The technical and fundamental indicators are starting to line up, giving me a clearer view of the big picture…
That said, predicting the direction of the stock market is no simple task. (If it was, everyone you know would be a multi-millionaire trader!)
And while I’m starting to build a strong conviction in a certain prediction, I can’t guarantee when (or even if) this move will happen.
But I’d be remiss if I didn’t break down what I’m seeing in the charts and how you might be able to harness this information to your advantage.
With that in mind, keep reading and I’ll show you several reasons why I think the market is headed lower soon.
The SPY’s Technical Troubles
In case you hadn’t noticed, the SPDR S&P 500 ETF Trust (NYSEARCA: SPY) has been in a steady downtrend for the entire month of February.
This downtrend comes after a period of sustained bullishness that saw the index ramp from $356 in October 2022 to a near-term high of $416 on February 2, 2023.
But in the big picture, the SPY has basically gone nowhere for half a year. (It’s trading just $4 under where it was exactly six months ago.)
For all of the talk of a “new bull market” forming in December and January, the numbers aren’t supporting that thesis. Quite frankly, I don’t see it.
The longer the SPY stalls near the all-important $400 level, the more danger there is of an impending dump in the index.
In other words, welcome to the danger zone!
I think a lot of this has to do with macroeconomic factors. In my opinion, the market is still digesting how higher interest rates will affect corporate bottom lines moving forward.
This uncertainty has led to a palpable lack of momentum in the markets right now, making it hard for me to believe that the SPY is gonna soar well past $400 anytime soon.
Plus, another set of indicators is making me lean bearish as well…
Why I’m Avoiding Long Positions Right Now
In a recent letter, I talked about an indispensable chart for the current market environment — the Invesco DB U.S. Dollar Index Bullish Fund (NYSEARCA: UUP).
Why is the U.S. dollar so important to watch right now? It’s simple…
The stronger the U.S. dollar gets, the weaker the stock market becomes.
So, as UUP continues to gain steam, I’m getting more and more bearish on stocks.
And this week, the U.S. dollar has kept getting stronger as stocks have been looking worse.
Do you see the connection yet?
It can’t get much more clear than this. The bearish indicators are screaming at us!

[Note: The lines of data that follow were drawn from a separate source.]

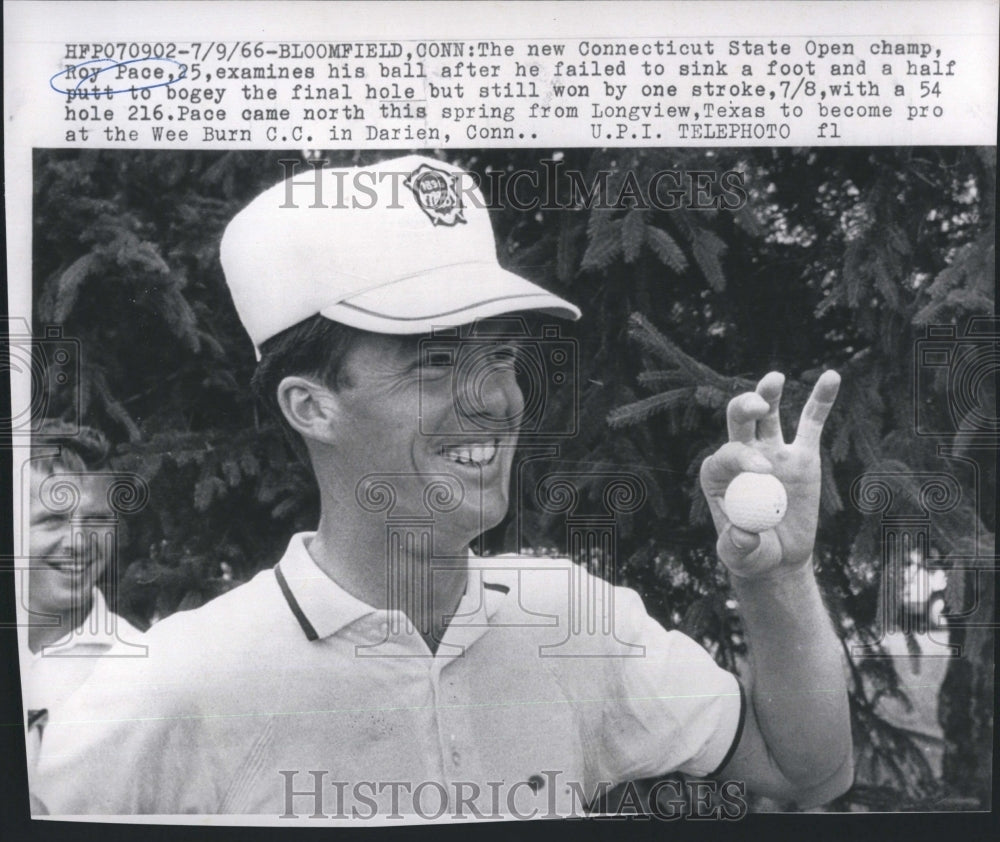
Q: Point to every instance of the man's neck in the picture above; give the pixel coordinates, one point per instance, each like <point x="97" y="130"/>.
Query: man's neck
<point x="45" y="635"/>
<point x="425" y="583"/>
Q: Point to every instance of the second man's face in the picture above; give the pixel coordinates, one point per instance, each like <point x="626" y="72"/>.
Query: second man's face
<point x="422" y="420"/>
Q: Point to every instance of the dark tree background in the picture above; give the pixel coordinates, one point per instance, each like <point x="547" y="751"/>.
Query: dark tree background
<point x="840" y="258"/>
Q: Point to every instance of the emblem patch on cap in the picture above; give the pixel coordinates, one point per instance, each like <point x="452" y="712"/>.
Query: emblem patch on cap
<point x="437" y="194"/>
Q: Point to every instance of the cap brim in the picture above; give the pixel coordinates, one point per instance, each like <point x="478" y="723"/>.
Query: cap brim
<point x="447" y="296"/>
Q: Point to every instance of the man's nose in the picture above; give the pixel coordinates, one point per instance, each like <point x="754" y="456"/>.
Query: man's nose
<point x="490" y="398"/>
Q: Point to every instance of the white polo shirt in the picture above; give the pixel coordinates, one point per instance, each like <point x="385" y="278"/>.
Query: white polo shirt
<point x="52" y="675"/>
<point x="548" y="685"/>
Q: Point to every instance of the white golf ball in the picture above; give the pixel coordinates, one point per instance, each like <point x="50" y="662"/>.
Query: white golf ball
<point x="755" y="502"/>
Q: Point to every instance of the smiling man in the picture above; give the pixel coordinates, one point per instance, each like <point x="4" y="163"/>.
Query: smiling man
<point x="380" y="670"/>
<point x="71" y="624"/>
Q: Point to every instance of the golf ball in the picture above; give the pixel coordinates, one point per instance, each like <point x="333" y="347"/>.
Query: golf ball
<point x="755" y="502"/>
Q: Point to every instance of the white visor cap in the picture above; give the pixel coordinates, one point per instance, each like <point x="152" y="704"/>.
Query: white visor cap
<point x="403" y="246"/>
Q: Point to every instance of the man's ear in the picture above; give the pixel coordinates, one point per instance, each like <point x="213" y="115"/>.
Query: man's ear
<point x="310" y="407"/>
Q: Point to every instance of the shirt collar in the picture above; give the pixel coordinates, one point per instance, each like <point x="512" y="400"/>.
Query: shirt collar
<point x="323" y="608"/>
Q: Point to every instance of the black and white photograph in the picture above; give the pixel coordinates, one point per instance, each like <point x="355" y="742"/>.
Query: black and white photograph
<point x="439" y="475"/>
<point x="511" y="483"/>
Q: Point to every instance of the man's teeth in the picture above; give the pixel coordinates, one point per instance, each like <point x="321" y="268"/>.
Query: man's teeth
<point x="477" y="454"/>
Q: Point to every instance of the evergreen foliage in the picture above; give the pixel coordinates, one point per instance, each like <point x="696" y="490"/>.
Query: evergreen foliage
<point x="839" y="258"/>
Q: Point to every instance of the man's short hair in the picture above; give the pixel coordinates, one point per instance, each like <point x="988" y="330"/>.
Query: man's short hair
<point x="315" y="347"/>
<point x="80" y="448"/>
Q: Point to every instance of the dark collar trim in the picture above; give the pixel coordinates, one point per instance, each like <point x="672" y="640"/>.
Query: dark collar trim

To get more specific, let’s look at a stock I was trading long last week, Microsoft Corp. (NASDAQ: MSFT)…
I traded this almost perfectly, catching the bounce on its first green day. But because of the bearish market conditions, I knew I had to get out quickly. I bought short-dated calls and sold them that day. (You can read my full trade breakdown here.)
Sure enough, I was right…
Days later, MSFT isn’t even close to getting back to where I sold my calls last week.
MSFT’s price action speaks to the fragility of the overall markets right now. I bought calls and sold them quickly only because it was a bread-and-butter, first green day setup for me.
But unless I find undeniably perfect patterns, I’m not going long on anything right now…
And I suggest you take the same path until we get a big dump in the markets or a completely different technical picture.
Nothing is certain in the stock market, but several key indicators are sending the same message, saying…
“Don’t go long, we’re in the danger zone!”
And until the technical indicators shift, I’m paying attention to what they’re telling me.